I'd encourage you to look at the additional tabs added in recent years to the Logs page that indicate Devices or Apps that may be adding to your load.

Also, look at temporarily turning Devices or Apps on and off to test theories as to which may be controbiting to the additional load you are seeing.

I wasn't referring to myself BTW.... :slight_smile:

There are many, many different approaches, none of which are necessarily wrong. It really depends on what is driving the hub to slow down. I will share my personal approach but it's not necessarily the right one for you.
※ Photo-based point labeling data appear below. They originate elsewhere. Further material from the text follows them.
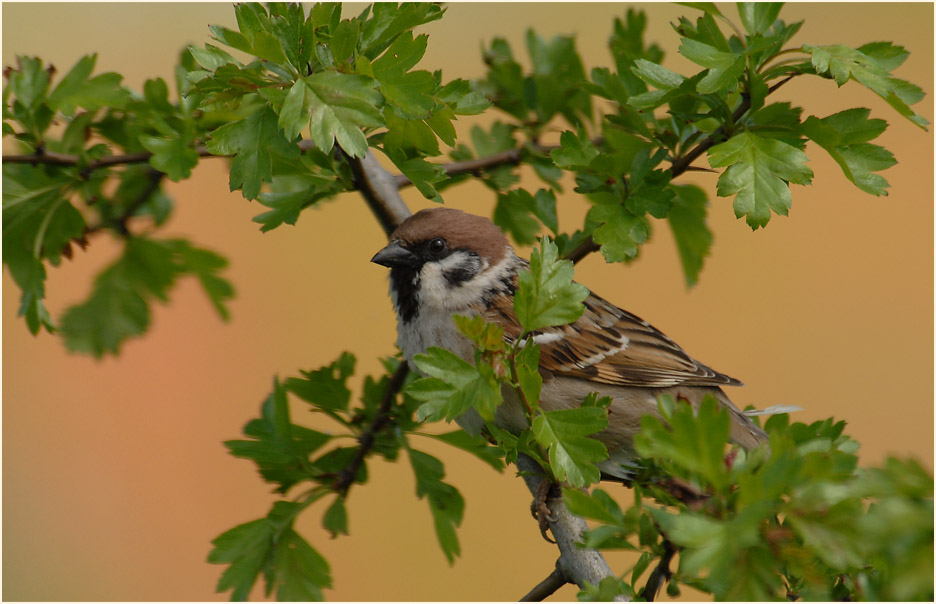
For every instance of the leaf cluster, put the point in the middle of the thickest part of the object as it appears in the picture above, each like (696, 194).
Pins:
(306, 465)
(796, 519)
(294, 96)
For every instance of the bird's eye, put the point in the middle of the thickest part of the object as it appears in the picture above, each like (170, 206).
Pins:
(437, 246)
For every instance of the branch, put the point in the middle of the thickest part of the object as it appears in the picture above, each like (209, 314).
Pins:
(380, 191)
(547, 586)
(578, 564)
(684, 163)
(660, 574)
(511, 157)
(368, 437)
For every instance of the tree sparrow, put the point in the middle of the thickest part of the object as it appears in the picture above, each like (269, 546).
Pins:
(445, 262)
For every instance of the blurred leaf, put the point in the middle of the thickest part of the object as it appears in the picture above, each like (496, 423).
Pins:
(692, 235)
(326, 388)
(844, 135)
(252, 141)
(758, 17)
(279, 448)
(476, 445)
(445, 502)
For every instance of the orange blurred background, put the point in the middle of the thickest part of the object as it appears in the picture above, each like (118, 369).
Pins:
(114, 476)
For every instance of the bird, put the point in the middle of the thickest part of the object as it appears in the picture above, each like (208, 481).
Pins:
(446, 262)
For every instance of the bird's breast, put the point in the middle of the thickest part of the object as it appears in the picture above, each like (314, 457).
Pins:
(428, 329)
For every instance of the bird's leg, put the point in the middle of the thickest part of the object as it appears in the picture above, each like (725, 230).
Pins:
(540, 506)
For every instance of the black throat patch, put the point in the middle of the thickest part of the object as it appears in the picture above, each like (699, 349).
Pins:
(405, 282)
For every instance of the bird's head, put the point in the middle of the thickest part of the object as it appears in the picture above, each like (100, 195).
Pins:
(442, 259)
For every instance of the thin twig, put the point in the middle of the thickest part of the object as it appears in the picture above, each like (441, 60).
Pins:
(367, 439)
(547, 586)
(380, 191)
(61, 159)
(661, 574)
(580, 565)
(682, 164)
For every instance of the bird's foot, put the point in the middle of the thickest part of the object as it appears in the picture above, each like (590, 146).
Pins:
(540, 507)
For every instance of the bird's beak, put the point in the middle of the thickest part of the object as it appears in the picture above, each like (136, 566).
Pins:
(395, 255)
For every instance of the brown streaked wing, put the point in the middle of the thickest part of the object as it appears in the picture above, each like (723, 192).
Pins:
(612, 346)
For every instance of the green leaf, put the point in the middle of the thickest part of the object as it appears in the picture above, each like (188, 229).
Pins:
(344, 40)
(422, 174)
(621, 232)
(528, 375)
(596, 505)
(445, 502)
(572, 455)
(173, 156)
(390, 21)
(575, 151)
(692, 235)
(708, 7)
(279, 448)
(341, 104)
(758, 17)
(335, 519)
(270, 546)
(842, 63)
(246, 547)
(252, 141)
(844, 136)
(694, 440)
(546, 295)
(405, 52)
(459, 386)
(410, 93)
(269, 48)
(114, 312)
(759, 170)
(724, 68)
(657, 75)
(118, 307)
(285, 207)
(205, 266)
(517, 211)
(327, 387)
(77, 90)
(301, 572)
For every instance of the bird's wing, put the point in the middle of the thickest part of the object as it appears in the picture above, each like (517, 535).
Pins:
(611, 346)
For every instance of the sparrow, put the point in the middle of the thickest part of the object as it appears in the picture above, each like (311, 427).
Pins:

I have all of my zigbee and zwave devices on a single hub - formerly a C7 now a C8. It's about 180 in all. I have a Lutron Pro hub for switches and several Hue hubs for smart bulbs. The integrations for these are all on my primary hub, bringing the total device count to somewhere around 400.

I generally have all of my security-related activities on a second hub. It controls the interface to my alarm system (envislaink in my case), has a second instance of Hue integration to control my outside security lights, and houses the integration with my camera system and AI-driven NVR.

I have a third hub that houses some of my more intense rules, mostly around presence. I am not allowed to put "tracking" apps on phones because apparently that's some sort of invasion of privacy so I use a combination of wifi presence sensors, pings, Unifi integrations, etc., to try to figure out if the house is empty. Those are really resource-intensive and incredibly inefficient so I have them all on a separate hub,

And then I have a fourth hub for messing around.

I try to keep rules close to the hub that houses the devices involved and I use hub mesh to "share" devices when that doesn't work out. There is some overhead to hub mesh so I am fairly careful about what gets exposed to the mesh.

You can use the clone function to move rules and most apps from one hub to another without too much trouble, though you have to make sure whatever devices the rules need are accessible (via hub mesh or otherwise) on the target hub.